Often times, we jump from goal to goal in our lives- seeing only what is just in front of us. A bag of crackers, in this case, might be an example of the next meal you plan on enjoying- whereas the button you press might be the next activity you are determined to accomplish. All the while, struggling just to stay upright and off the ground, as your attention zips from goal to goal. The innocence of the human mind in this interaction is astounding- as we are just bouncing from one thing to the next, finding satisfying interactions that give us bits and pieces of meaning.

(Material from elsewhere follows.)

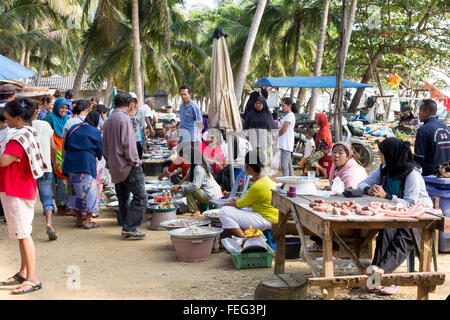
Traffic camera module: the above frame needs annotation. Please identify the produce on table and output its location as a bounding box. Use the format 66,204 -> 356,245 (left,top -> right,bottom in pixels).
308,199 -> 428,217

Aren't I just like that little girl, with my Father guiding me and keeping me from falling off the sidewalk? Even as the girl was truly unaware of her mother tugging on her hand to keep her from walking into an intersection, is not my Father also holding my hand and keeping me from walking into insurmountable danger without my knowledge? Isn't he looking down at my furrowed brow as I attempt to hit that crosswalk button, or open my bag of goldfish, making sure the fall I just had didn't set me back? Isn't he watching, every time I fall? Isn't he the one that gave me the goldfish in the first place, or held my hand as we walked down the sidewalk, or even provided the raincoat for me?

He is. Every step, every furrowed brow, every cheesy delicious cracker, every fall- He is there, as I am also there for my own children, as this mother also was for hers.

Look around- He is everywhere, in everything, looking on with love and concern over us all.